Tout le monde semble à peu près d’accord pour estimer que l’école est le cœur même du champ social et que de sa puissance formatrice dépend largement le devenir de notre jeunesse. Le président de la République exprimait cette conviction lors de sa dernière conférence de presse. Hier, c’était Alain Juppé qui annonçait sa décision de lancer une consultation sur le sujet : « L’éducation, disait-il, c’est tout d’abord former l’esprit critique des jeunes gens pour qu’ils ne se laissent plus intoxiquer par une propagande obscurantiste, diffusée notamment sur les réseaux sociaux. » Comment ne pas être d’accord ? Cependant, je voudrais être sûr qu’on a bien pris la mesure exacte de ce fameux esprit critique. J’ai parfois l’impression qu’on l’interprète d’un point de vue purement négatif, en courant le danger de se laisser aller à la pente du scepticisme absolu, de l’à quoi bon généralisé.

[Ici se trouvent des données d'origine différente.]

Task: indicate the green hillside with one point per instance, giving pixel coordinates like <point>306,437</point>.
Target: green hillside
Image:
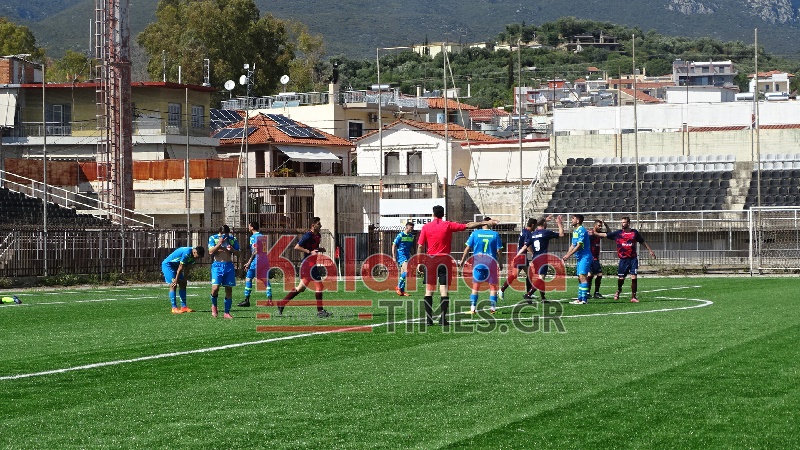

C’est souvent ce qu’on retient de la référence au fameuses Lumières et à celui que l’on présente comme son enfant chéri, Voltaire. Attention ! Il faut revenir à la racine du mot critique, qui vient de krinein en grec, qui signifie juger. Juger c’est bien autre chose que se retrancher derrière « l’esprit qui toujours nie », pour reprendre la formule de Goethe dans son Faust. L’exercice du jugement, c’est aussi l’ouverture à l’être qui ne va pas sans étonnement, ni admiration. Et c’est commettre une lourde erreur que de croire qu’à fabriquer de durs petits esprits, toujours à dissoudre toute certitude, notamment dans l’ordre du Bien et du Juste, on armera nos jeunes pour la vie. Sans amour et sans vénération, on s’expose au dessèchement des facultés humaines.
Attention, cela ne veut pas dire qu’il faut laisser la place à une sorte de sentimentalité mièvre. Il s’agit de mettre les forces de la raison au service du sens profond de la vie, qui se découvre par une forme supérieure de rationalité, à la pointe de l’Esprit. Les jeunes gens qui partent rejoindre le djihadisme n’étaient pas forcément dépourvus d’esprit critique. Il leur manquait peut-être des raisons de vivre qu’ils ont cru, hélas, découvrir du côté d’une religion dévoyée et d’un espoir fourvoyé dans la barbarie.
Chronique diffusée sur Radio Notre-Dame le 12 février 2015.